Monday, March 28, 2011

Rooftop Turns Two - First Review Revisited

Today is the 2nd anniversary of Rooftop Reviews, a mile stone which I never thought of back then when I began this blog. I got about 15 hits a day at the time, and was amazed! I now get over 10 times that, and have soared, on occcassion, to over 300. Not world shattering, not even close to going viral, but satisfying all the same. And, as I've said before, at 7 articles per hit, for free, it's the best buy on the net!

I have learned a few things since then, like the proper, or most effective, use of a comma in putting across a point of view. And along the way I have corresponded with many of the authors whose books I have reviewed, and a few celebriities, too. Olivia DeHavilland and Tommy Chong are still my all time favorites in that regard. And of course, becoming acquainted with record industry pioneer Eddie Ray has been a pleasant surprise, which still amazes us both.

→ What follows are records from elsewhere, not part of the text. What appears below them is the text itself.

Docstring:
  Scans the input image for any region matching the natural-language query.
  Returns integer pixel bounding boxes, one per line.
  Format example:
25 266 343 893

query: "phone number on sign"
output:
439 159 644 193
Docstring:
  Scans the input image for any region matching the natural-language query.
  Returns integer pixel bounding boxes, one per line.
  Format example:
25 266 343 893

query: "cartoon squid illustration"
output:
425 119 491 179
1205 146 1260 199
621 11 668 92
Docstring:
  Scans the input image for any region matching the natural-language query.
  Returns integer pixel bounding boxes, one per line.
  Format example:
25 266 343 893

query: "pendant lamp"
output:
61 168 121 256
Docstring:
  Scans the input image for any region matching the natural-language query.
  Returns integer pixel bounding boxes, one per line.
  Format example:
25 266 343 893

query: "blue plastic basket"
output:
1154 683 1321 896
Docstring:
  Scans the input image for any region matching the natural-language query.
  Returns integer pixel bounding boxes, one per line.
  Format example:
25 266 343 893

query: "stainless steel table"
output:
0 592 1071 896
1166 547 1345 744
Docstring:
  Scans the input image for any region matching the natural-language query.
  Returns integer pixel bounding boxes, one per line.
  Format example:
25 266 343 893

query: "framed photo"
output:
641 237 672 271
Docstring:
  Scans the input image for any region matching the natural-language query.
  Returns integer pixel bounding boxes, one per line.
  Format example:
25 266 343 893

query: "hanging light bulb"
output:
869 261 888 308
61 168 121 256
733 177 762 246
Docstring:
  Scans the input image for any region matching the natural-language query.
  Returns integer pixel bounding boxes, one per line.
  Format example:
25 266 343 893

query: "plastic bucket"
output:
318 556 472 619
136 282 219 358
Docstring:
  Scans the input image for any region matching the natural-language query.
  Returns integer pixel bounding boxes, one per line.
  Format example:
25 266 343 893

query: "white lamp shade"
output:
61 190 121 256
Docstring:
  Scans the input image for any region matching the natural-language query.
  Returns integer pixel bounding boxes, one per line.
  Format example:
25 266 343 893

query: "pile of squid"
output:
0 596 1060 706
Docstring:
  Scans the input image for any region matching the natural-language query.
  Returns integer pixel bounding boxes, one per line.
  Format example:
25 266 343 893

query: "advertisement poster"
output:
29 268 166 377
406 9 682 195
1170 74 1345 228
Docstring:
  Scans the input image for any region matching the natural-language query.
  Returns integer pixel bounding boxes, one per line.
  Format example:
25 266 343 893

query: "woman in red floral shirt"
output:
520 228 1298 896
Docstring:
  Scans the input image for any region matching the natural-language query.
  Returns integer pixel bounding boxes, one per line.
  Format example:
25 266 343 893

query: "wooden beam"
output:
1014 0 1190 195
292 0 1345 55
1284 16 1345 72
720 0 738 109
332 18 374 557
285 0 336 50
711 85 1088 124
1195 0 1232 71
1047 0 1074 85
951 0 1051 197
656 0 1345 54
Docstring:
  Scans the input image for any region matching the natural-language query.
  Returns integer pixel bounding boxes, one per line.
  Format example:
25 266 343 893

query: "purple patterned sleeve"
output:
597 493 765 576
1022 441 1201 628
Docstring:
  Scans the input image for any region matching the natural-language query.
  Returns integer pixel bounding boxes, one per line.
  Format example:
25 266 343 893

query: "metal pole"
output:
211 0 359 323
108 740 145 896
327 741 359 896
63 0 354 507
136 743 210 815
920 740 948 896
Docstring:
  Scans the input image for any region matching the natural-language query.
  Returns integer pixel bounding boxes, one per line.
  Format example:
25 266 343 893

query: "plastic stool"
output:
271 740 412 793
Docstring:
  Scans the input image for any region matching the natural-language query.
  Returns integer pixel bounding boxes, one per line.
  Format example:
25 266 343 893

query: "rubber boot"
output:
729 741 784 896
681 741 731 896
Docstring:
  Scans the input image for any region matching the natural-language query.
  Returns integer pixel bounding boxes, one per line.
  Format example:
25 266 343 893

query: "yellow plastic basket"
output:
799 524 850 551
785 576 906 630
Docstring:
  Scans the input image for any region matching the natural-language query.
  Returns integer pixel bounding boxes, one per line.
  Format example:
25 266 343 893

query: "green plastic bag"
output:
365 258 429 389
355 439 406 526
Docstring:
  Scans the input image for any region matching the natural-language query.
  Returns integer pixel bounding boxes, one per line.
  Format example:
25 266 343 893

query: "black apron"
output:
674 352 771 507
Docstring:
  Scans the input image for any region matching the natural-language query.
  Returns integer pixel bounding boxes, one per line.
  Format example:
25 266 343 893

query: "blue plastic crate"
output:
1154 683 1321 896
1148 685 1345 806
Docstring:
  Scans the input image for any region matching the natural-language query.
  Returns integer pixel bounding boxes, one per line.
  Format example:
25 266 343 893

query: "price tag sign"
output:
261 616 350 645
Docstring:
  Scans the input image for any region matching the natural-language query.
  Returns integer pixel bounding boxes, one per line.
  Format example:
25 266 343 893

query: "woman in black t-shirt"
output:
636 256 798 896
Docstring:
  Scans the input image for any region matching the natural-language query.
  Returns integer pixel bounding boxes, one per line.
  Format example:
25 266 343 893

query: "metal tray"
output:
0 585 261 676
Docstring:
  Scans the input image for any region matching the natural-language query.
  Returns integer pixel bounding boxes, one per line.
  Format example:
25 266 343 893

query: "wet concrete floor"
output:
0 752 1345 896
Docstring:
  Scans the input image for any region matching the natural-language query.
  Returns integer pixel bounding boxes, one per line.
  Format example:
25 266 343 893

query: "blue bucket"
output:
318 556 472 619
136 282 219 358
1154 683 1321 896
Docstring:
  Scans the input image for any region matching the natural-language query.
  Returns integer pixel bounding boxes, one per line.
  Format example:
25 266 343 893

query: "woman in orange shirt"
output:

It's been fascinating to watch the process unfold, and it has given me great joy. The e-mails, and the input, which I have received from you, the readers, has been a wonderful experience, for which I am truly thankful. I still can't believe that you actually read this stuff!

So, I thought it would be fun to take a look back at my first blog, which was really featured as a "guest" blog on That site, and my friendship with Suzy, the author of it, are what prompted me to start "Rooftop Reviews." Well, here it is, my first blog, without illustration, (because I didn't know how to "upload" back then) wart's and all, a review of,

"The Sugar's at the Bottom of the Cup" by Elda Del Bino Willitts and Patricia Henley

Ever wonder what the Marina District along the Northern edge of San Francisco was like in 1916? Or what Ocean Beach was like before all those houses arrived in the Richmond and Sunset Districts? Then “The Sugar’s at the Bottom of The Cup” by Elda Del Bino Willitts is a book for you.

With a sparse and direct approach to the subject, Mrs. Willits takes you back in time to an era when steamships still arrived daily in San Francisco and filled the streets with newly arrived Americans from all over the world. Adding to this mix was the influx of European immigrants arriving by train from the East.

Elda Del Bino was seven years old when she stepped off the train and into the fast moving cosmopolitan world of San Francisco. With straightforward prose she vividly describes her journey by ship to New York and Ellis Island and then the train trip across rural America prior to the First World War, arriving in San Francisco in 1916.

Taking up residence in the Cow Hollow area South of Lombard Street and the present day Highway 101, finding jobs, enrolling in school, learning English, Mrs Willitts draws a clear and accurate picture of San Francisco’s bygone era. Through the changes of the 1920’s and the dark years of the Depression, the book captures the flavor of a changing city. The World War Two years in San Francisco and the changes in morals and values that flowed from that war are all here to examine in the life of one elderly woman.

Full of wit and inescapable charm, Mrs. Willitts has written a wonderful and informative book about San Francisco, the City by the Sea.